Pagi masih
berkabut dan remang saat aku melangkah ke kandang ayam. Dengan semangat yang
segar dan hati penuh harapan, aku menyiapkan makanan untuk ayam-ayam
peliharaan. Suara ayam-ayam kecil yang riuh menyambut, seolah ikut merayakan
awal hari yang baru. Di sela aroma tanah basah dan desir angin pagi, aku
menaburkan sisa-sisa makanan, menuangkan air bersih, dan memperhatikan mereka
berebut dengan lincah. Tak ada sorotan kamera, tak ada sorak-sorai. Hanya aku,
ayam-ayam itu, dan langit yang perlahan berwarna keemasan.
Sore harinya,
ketika matahari mulai condong ke barat dan bayang-bayang memanjang di halaman,
aku kembali ke kandang. Menyapu sampah-sampah, membersihkan kotoran, merapikan
peralatan, lalu mengunci pintu kandang.
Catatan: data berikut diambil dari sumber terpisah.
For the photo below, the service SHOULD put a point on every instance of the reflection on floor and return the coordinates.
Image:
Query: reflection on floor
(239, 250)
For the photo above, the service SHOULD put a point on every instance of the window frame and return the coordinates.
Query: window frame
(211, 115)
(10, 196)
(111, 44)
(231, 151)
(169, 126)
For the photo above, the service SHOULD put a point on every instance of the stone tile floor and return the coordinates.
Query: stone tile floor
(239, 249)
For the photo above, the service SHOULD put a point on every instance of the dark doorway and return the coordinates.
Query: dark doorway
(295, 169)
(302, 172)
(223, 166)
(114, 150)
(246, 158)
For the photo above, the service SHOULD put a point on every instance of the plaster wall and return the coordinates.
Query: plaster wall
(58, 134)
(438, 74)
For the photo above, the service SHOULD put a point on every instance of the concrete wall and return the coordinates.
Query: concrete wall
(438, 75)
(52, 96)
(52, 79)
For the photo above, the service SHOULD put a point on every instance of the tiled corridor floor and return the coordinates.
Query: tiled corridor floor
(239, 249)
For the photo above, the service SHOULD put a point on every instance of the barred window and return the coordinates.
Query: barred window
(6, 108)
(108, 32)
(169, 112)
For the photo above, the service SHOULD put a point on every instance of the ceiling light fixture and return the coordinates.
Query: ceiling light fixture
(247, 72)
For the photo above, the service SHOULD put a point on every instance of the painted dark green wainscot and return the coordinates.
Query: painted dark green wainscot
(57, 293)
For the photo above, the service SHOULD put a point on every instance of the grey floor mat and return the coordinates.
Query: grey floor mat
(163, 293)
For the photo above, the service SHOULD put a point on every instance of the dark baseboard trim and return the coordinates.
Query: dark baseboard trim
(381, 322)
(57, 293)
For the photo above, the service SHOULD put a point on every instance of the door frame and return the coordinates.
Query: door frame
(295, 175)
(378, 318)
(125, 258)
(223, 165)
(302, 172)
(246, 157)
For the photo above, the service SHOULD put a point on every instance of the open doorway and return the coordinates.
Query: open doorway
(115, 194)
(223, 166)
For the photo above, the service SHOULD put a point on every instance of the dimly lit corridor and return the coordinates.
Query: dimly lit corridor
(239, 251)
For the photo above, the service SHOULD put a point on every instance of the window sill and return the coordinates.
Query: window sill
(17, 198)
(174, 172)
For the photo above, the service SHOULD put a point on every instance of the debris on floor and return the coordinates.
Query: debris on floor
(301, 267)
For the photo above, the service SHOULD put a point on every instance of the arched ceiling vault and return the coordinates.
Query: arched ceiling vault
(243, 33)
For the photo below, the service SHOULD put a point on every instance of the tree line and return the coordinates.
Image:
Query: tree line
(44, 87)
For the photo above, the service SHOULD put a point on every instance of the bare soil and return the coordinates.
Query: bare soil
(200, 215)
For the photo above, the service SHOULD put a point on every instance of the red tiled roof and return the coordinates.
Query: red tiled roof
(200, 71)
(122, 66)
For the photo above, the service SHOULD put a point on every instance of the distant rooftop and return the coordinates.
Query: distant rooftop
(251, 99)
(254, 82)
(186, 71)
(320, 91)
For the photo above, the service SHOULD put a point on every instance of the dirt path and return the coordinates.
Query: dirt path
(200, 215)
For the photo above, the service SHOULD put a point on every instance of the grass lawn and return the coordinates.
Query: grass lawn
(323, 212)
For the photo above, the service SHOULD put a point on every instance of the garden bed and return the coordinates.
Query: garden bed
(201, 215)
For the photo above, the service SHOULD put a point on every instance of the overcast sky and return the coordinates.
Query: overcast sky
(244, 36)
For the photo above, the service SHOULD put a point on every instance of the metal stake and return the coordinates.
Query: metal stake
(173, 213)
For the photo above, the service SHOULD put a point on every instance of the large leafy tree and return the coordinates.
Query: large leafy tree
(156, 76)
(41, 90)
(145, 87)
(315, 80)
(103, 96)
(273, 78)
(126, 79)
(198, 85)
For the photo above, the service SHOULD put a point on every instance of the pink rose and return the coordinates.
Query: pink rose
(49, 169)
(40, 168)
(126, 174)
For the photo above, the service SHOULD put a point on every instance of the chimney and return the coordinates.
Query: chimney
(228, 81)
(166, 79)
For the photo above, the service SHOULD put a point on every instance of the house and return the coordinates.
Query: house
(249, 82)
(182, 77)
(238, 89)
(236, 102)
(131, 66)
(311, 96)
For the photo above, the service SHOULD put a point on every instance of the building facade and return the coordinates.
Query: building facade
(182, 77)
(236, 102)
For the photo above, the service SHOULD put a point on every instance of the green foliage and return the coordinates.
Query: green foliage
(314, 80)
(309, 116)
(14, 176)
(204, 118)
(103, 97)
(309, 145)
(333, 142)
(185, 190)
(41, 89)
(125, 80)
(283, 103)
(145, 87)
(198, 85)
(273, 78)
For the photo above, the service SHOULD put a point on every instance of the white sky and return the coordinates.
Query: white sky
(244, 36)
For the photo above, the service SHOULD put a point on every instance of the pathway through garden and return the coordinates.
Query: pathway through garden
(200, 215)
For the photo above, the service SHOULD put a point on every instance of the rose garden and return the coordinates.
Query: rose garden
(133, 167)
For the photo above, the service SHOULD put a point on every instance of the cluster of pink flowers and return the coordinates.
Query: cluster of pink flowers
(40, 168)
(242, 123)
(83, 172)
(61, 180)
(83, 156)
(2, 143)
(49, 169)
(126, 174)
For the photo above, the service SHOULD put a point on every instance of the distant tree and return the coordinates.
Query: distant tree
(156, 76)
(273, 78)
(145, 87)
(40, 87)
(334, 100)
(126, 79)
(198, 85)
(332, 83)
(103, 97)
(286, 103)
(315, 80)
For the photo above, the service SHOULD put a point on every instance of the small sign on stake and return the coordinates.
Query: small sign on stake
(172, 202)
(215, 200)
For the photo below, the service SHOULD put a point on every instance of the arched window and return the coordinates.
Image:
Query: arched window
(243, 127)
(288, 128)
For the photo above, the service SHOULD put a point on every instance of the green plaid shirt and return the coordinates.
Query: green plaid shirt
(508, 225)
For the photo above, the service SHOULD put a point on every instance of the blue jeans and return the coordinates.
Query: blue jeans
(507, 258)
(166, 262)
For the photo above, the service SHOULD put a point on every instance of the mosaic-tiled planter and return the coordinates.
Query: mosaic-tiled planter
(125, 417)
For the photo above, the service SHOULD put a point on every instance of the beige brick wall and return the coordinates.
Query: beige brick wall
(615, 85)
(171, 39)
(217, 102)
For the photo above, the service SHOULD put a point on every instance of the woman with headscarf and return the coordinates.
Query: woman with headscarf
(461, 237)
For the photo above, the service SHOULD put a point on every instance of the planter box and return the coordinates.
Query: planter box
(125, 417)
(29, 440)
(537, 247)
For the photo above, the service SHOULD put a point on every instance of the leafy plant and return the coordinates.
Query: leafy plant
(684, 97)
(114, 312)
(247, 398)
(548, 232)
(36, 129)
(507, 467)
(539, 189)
Setiap gerakan kecil terasa berarti,
seakan menyambung hidupku sendiri dengan denyut dunia di sekeliling. Peluh yang
mengalir bukan beban, melainkan tanda bahwa hari ini telah diisi dengan kerja
yang sungguh menyenangkan.
Kerja adalah
napas yang menghidupkan hari-hari. Bukan semata soal mencari upah, bukan
sekadar menukar waktu dengan imbalan, apalagi mengejar pujian dari orang-orang.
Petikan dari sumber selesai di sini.